A partir de ahí, la suerte, antaño esquiva, se alió descaradamente con él. Cuando se quitó la bata húmeda y sucia, empapada de manchas de sangre de muchas personas distintas, había perdido ya todas las cuentas; menos una.

Estaba tan cansado que no llegó a percibir su propio agotamiento, pero no tenía sueño. De boca carnosa y nariz mediana, tras todo el día yendo y viniendo, su aspecto no pareció distinto del que ofreció en la madrugada de cualquier otro jueves. Ni siquiera tuvo tiempo de quitarse los zapatos.

Cogió sus ahorros y, tras haber enterrado a su mujer junto a su abuelo, en un yacimiento de mineral, justo en frente de la casa levantada al borde de la mina que los arruinó, caminó los pocos kilómetros al pueblo más cercano y telefoneó. Su último movimiento de esa partida de ajedrez antes de dar el jaque mate. Tenía un año menos pero siempre fue mucho más espabilado que el resto de los cuatro hermanos.
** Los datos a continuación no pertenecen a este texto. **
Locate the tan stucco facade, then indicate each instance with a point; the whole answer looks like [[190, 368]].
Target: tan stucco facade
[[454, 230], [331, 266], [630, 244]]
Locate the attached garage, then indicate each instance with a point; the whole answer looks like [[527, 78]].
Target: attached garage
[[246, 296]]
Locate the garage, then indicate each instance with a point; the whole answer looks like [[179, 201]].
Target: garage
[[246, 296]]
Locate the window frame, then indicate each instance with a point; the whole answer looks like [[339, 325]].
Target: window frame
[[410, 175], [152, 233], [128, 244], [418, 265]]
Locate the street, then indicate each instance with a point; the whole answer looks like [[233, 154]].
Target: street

Solo que un aire venenoso, impregnado por vapores que no le dio tiempo a degustar, lo dejaron amarillo en la espesa penumbra del dormitorio. La arrogante señorita no tardó en encender la luz y empezar a verlo todo más claro. Poco antes de quitarse las gafas observó cómo se le doblaban las patillas a su querido, imprimiendo una lentitud, que ni las mejores baldas de la librería pudieron imaginar jamás. Esa vez no se escondió en el refugio, ni se hizo la encontradiza en el descansillo. Al cura fue a buscarlo su hermana; con la que no tenía más que eso en común y, a pesar de las diferencias políticas, religiosas y morales, militando en posiciones antagónicas, cultivaron una afinidad recóndita, casi secreta, cuya naturaleza tal vez incluso desconocían en comisaría, donde ambas ejercían asintiendo con la cabeza a quienes les pedían cafés y tentempiés.
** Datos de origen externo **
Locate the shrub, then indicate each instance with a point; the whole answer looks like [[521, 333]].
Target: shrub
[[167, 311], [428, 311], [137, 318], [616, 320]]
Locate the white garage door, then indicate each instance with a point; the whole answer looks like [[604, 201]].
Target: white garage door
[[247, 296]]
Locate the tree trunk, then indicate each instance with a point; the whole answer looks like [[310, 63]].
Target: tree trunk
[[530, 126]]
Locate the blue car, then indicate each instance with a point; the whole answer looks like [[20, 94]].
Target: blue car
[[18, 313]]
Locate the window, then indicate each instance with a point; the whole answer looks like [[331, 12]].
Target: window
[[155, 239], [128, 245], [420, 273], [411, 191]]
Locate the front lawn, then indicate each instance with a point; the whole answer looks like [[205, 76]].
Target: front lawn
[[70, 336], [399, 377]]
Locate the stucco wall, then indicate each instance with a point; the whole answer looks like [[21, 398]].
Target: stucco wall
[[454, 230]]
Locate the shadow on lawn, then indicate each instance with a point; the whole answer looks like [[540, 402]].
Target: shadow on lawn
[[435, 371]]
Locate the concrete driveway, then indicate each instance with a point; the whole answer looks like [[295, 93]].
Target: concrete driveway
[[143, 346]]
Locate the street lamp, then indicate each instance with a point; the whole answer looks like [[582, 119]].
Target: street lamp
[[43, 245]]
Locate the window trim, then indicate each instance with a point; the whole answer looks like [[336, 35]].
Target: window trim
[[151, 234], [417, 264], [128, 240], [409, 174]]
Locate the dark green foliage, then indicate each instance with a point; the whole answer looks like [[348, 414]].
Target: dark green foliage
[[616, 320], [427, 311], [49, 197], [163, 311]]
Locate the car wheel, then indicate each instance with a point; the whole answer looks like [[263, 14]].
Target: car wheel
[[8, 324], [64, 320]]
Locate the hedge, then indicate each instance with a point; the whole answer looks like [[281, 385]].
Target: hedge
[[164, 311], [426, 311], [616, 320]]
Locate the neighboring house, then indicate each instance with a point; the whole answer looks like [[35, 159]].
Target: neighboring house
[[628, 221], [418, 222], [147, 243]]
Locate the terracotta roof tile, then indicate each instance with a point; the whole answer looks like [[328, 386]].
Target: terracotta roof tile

Junto a la cómoda quedó para siempre la carta con los resultados de la analítica. La policía únicamente se detuvo en la que dejaron en el recibidor, como si toda la tensión se hubiese ido acumulando desde que empezaron los bombardeos. En los Balcanes, aún se sentían todas las vísceras, intentando recuperar su lugar original tras la tercera guerra, cuarta o quinta, según qué versión tocase. Ni los taxistas se podían permitir mirar discretamente por encima del hombro.